The clinical relevance of the increase in stiripentol exposure is unknown; patients receiving cannabidiol and stiripentol concomitantly should be monitored for adverse reactions as individual patient responses may vary. Coadministration of cannabidiol did not affect the pharmacokinetics of valproate or its metabolite, 4-ene-VPA, in adult patients with epilepsy.
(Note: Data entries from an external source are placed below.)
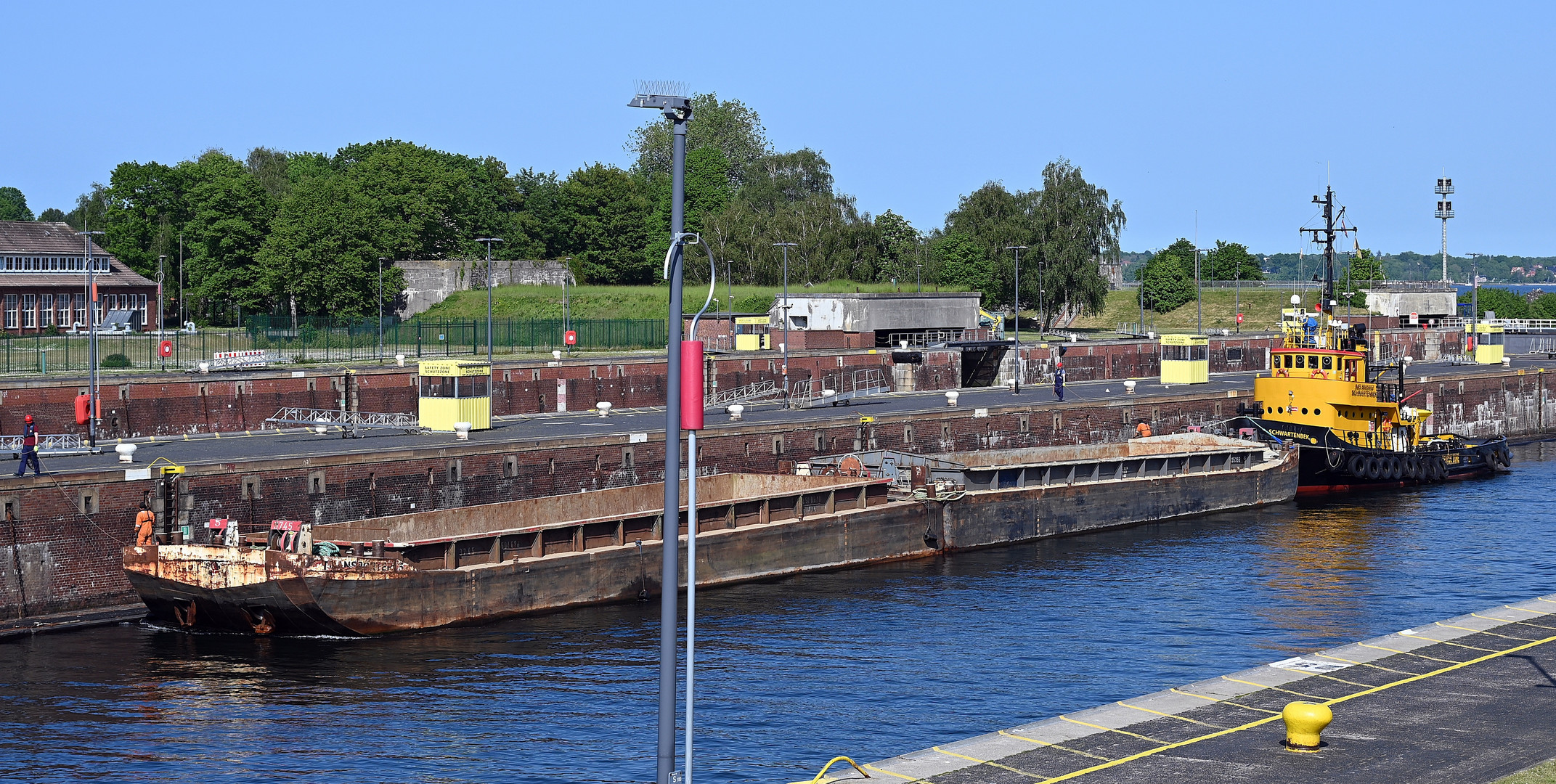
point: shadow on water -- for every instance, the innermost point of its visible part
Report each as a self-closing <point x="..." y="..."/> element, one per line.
<point x="867" y="661"/>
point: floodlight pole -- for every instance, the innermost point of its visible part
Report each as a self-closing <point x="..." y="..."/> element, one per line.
<point x="160" y="318"/>
<point x="380" y="309"/>
<point x="487" y="240"/>
<point x="786" y="246"/>
<point x="92" y="375"/>
<point x="676" y="110"/>
<point x="1017" y="303"/>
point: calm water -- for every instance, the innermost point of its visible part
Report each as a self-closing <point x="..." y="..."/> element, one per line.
<point x="868" y="661"/>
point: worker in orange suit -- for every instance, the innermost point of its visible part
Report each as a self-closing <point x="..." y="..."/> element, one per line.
<point x="145" y="521"/>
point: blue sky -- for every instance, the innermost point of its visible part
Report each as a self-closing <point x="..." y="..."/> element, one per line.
<point x="1228" y="110"/>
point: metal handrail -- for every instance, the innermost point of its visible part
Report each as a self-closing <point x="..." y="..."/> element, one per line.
<point x="346" y="419"/>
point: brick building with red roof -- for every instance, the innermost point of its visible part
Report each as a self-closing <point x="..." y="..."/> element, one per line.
<point x="44" y="280"/>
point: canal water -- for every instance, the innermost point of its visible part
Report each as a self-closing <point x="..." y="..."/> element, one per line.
<point x="867" y="663"/>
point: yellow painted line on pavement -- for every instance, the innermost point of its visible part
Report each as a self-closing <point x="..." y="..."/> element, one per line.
<point x="1052" y="746"/>
<point x="1259" y="722"/>
<point x="1225" y="702"/>
<point x="1274" y="688"/>
<point x="1365" y="665"/>
<point x="1478" y="632"/>
<point x="1169" y="716"/>
<point x="987" y="763"/>
<point x="1110" y="730"/>
<point x="1409" y="654"/>
<point x="1446" y="643"/>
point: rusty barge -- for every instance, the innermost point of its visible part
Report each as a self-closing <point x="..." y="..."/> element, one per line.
<point x="481" y="563"/>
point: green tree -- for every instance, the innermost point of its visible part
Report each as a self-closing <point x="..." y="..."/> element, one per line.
<point x="706" y="193"/>
<point x="607" y="213"/>
<point x="271" y="170"/>
<point x="1168" y="277"/>
<point x="13" y="205"/>
<point x="1544" y="307"/>
<point x="1230" y="262"/>
<point x="229" y="216"/>
<point x="900" y="248"/>
<point x="962" y="264"/>
<point x="1361" y="274"/>
<point x="1078" y="227"/>
<point x="730" y="126"/>
<point x="993" y="220"/>
<point x="788" y="198"/>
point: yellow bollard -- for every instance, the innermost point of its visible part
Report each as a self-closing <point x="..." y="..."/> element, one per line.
<point x="1303" y="724"/>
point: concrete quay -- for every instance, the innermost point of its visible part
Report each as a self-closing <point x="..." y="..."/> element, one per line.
<point x="1460" y="701"/>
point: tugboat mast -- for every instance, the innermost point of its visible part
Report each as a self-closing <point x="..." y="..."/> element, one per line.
<point x="1329" y="231"/>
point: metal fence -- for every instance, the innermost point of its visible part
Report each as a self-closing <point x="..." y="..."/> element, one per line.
<point x="314" y="340"/>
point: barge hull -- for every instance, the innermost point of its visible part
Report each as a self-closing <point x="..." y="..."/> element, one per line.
<point x="266" y="592"/>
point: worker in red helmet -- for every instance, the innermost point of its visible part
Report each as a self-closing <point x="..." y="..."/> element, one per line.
<point x="28" y="449"/>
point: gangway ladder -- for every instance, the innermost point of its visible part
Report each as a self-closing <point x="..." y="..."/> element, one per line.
<point x="347" y="420"/>
<point x="844" y="389"/>
<point x="755" y="391"/>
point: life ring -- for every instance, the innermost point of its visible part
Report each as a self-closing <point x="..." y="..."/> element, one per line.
<point x="1357" y="465"/>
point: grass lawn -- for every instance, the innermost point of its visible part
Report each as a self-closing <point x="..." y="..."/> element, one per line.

Safety results were consistent with the known safety profile of cannabidiol at a dose of 20 mg/kg/day.

Clinicaltrials.gov: NCT02607891.

中文翻译：

一项 II 期随机试验，旨在探索在癫痫患者中与大麻二酚联合使用时司替戊醇或丙戊酸盐的药代动力学药物-药物相互作用的潜力。

背景

在最近的随机、安慰剂对照、III 期试验中，高度纯化的大麻二酚在 Lennox-Gastaut 综合征或 Dravet 综合征患者中证明了疗效和可接受的安全性。预计抗癫痫药如司替戊醇和丙戊酸盐将与大麻二酚同时给药。

目标

该试验评估了大麻二酚对癫痫患者司替戊醇或丙戊酸稳态药代动力学的影响，以及大麻二酚的安全性和耐受性。

方法

这项 II 期、双臂、平行组、双盲、随机、安慰剂对照试验招募了 16-55 岁的男性和女性癫痫患者。接受稳定剂量的司替戊醇或丙戊酸盐的患者以 4:1 的比例随机接受伴随的双盲大麻二酚或安慰剂。患者接受来自植物的，高度纯化的大麻二酚药物（Epidiolex ^®在USA; Epidyolex ^®在欧盟; 100mg / mL的口服溶液），剂量为12天20毫克/公斤/天至26，下面有10-日剂量递增期。在司替戊醇/丙戊酸盐给药前的第 1 天和第 26 天以及给药后最多 12 小时收集用于药代动力学评价的血液样本。记录了治疗中出现的不良事件 (AE)。

结果

总共有 35 名患者被招募到司替戊醇组 ( n = 14) 或丙戊酸组 ( n = 21)。司替戊醇组的安全性和药代动力学人群均包括 14 名患者（2 名安慰剂；12 名大麻二酚）。丙戊酸盐组的安全人群包括 20 名患者（4 名安慰剂；16 名大麻二酚；1 名在接受治疗前退出）；药代动力学人群包括 15 名患者（3 名安慰剂；12 名大麻二酚）。伴随大麻二酚导致司替戊醇曝光（一个小的增加观察到的最大血浆浓度增加17％[ C ^_最大值]; 30％的面积增加的浓度-时间曲线下在给药时间间隔[AUC _tau蛋白]）。伴随的大麻二酚对丙戊酸暴露（C _max降低 13% ；AUC _tau降低 17% ）或其代谢物 2-丙基-4-戊烯酸（4-烯-VPA）（C _max降低 23%）也几乎没有影响；AUC _tau降低 30% ）。暴露的所有变化均表示为第 26 天与第 1 天的剂量标准化几何平均值 (CV%)。最常见的 AE 是腹泻；大多数 AE 是轻微的。两名患者因严重 AE（司替戊醇组出现皮疹 [ n = 1]；高转氨血症 [ n= 1] 在丙戊酸臂中）。一项单独的体外研究调查了大麻二酚或其代谢物 7-羧基大麻二酚对丙戊酸血浆蛋白结合的双向影响；两种化合物的血浆蛋白结合均未观察到变化。